Home August 2012 Oregon fall ballot will not include abortion measure

Oregon fall ballot will not include abortion measure

Photo illustration by Chris Phan

2nd marriage measure falls short in Washington


Although one of the two marriage-related measures of interest to the Christian community easily made November’s ballot in Washington, the other one didn’t. And in neighboring Oregon, an abortion related measure won’t be on the ballot either.

In July sponsors of both Initiative 1192 in Washington and Initiative 25 in Oregon conceded that they had failed to secure the needed signatures by that month’s deadlines to qualify the measures. Concerned Christians were the primary force behind both efforts.

Initiative 1192 sought to define marriage as solely for one man and one woman; differing slightly from Referendum 74, which seeks to repeal Washing-ton’s new same-sex marriage law. While R-74 garnered a massive 247,331 signatures by June 6, more than double the minimum 120,577 needed, I-1192 fell far short — getting only 98,539 of the needed 241,153 voter signatures needed by July 6.

Across the border, more than 70,000 Oregoni-ans signed petitions to end mandatory state funding of abortion. However, 116,284 valid signatures were needed by July 6 to qualify Initiative 25 for the ballot.

“We had momentum on our side, but we simply ran out of time,” wrote Jeff Jimerson of Albany, co-chief petitioner for Initiative 25, in an e-mail to supporters.
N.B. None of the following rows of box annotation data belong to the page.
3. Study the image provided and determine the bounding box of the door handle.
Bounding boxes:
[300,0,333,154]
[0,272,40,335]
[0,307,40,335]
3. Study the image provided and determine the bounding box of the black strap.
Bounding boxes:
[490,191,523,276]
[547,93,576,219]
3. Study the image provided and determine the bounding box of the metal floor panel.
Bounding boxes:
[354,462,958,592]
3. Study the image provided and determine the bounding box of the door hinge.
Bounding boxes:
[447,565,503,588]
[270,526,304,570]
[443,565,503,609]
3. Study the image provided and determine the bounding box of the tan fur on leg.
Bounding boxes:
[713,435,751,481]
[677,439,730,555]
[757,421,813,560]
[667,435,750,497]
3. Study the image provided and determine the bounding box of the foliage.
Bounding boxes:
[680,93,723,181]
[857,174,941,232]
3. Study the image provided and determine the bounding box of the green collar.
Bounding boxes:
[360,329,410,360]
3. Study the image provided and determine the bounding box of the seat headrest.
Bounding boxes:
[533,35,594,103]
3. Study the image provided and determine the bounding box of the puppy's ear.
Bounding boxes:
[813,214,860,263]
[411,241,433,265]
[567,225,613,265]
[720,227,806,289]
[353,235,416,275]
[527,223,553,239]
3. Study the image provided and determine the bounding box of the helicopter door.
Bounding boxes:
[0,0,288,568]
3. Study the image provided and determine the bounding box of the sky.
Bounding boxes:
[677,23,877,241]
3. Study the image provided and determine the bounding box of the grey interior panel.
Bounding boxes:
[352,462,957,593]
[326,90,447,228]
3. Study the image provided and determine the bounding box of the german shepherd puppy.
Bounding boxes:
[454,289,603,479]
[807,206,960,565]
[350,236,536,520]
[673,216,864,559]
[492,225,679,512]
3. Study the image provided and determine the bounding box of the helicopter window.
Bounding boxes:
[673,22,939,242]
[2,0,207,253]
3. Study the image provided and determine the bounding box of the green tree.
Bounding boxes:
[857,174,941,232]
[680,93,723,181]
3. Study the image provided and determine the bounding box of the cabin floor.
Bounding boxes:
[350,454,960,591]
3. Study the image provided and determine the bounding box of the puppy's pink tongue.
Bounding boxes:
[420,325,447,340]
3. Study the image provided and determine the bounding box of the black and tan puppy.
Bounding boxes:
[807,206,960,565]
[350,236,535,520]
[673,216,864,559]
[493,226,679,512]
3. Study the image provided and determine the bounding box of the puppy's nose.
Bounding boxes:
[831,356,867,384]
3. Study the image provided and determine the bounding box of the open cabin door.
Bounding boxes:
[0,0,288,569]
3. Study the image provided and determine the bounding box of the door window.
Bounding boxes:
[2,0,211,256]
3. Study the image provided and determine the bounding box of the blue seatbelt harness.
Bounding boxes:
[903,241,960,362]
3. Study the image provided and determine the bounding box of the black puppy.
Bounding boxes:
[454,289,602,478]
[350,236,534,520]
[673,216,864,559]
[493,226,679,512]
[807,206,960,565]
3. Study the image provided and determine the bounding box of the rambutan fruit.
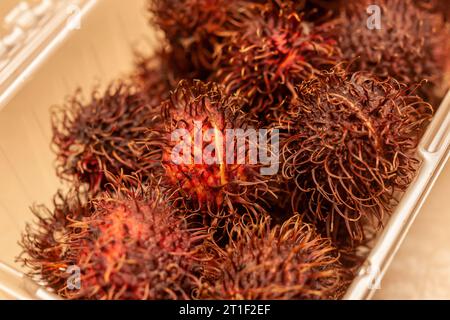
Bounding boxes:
[213,5,340,120]
[143,80,278,223]
[20,188,207,300]
[198,215,349,300]
[279,67,432,241]
[52,82,160,193]
[148,0,239,75]
[334,0,450,103]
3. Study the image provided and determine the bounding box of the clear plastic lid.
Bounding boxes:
[0,0,97,109]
“However, not qualifying for the ballot this year doesn’t mean we have failed. It means we’re making progress. It means we have come a long way in just two short years — starting from scratch with no experience, no infrastructure, no money, and virtually no support from outside organizations.”

Jimerson pledged that the drive will be attempted again — most likely in 2014.

“As I was recently reminded, big changes often require multiple attempts,” Jimerson wrote. “So let’s not give up or lose heart. We’ll regroup. And we will try again.. Be encouraged that even greater things are yet to come.”

As for Initiative 1192, Stephen Pidgeon of Everett, Wash., sponsor of the initiative and a current candidate for state attorney general, told The Olympian newspaper that part of his group’s lack of success was attributable to some leaders in the R-74 petition effort. He said they were attacking I-1192 because they felt the initiative ultimately would be overturned in federal courts.

After the failure of the I-1192 effort, the Seattle Times editorially praised Washington residents for not backing the campaign, which the newspaper termed “a complete and utter flop.” The Times also called for voters this fall to vote yes on R-74, which would reject a repeal of the gay-marriage law.

“Legal recognition of gay marriages does not impugn or threaten heterosexual marriage in any way,” the newspaper proclaimed.

Gary Randall of the Faith & Freedom Network and Foundation, which helped secure about 60,000 of the signatures for I-1192, wrote on his blog last month that he had received “maybe well over a thousand e-mails and comments” during the petition drive that affirmed Pidgeon’s comments about the reasons behind the failure.

“A spirit of diviseness has followed the effort to defend marriage,” Randall wrote. “And it is heartbreaking for some of us who focused solely on preserving marriage, not on who was leading and the personalities involved.”

Randall said thousands of people across the state who want to see traditional marriage preserved are troubled by such divisions, but also concerned that R-74 “is a one-shot deal” that “has no longevity.”

Even if R-74 succeeds in nullifying the same-sex marriage law, liberal state legislators have promised they would come back immediately with a new bill to redefine marriage — and do so repeatedly, if necessary.

Nevertheless, Randall said it is time for all those who seek to preserve traditional marriage to put aside their frustration and differences and work hard to see the same-sex marriage law overturned in November’s vote.

“Marriage is worth it,” he wrote. “It is bigger than all of this. It is God’s model — the universal social model of one man and one woman. It is worth standing for, regardless of what others may or may not do and say. And regardless of who may get the credit if we are successful.”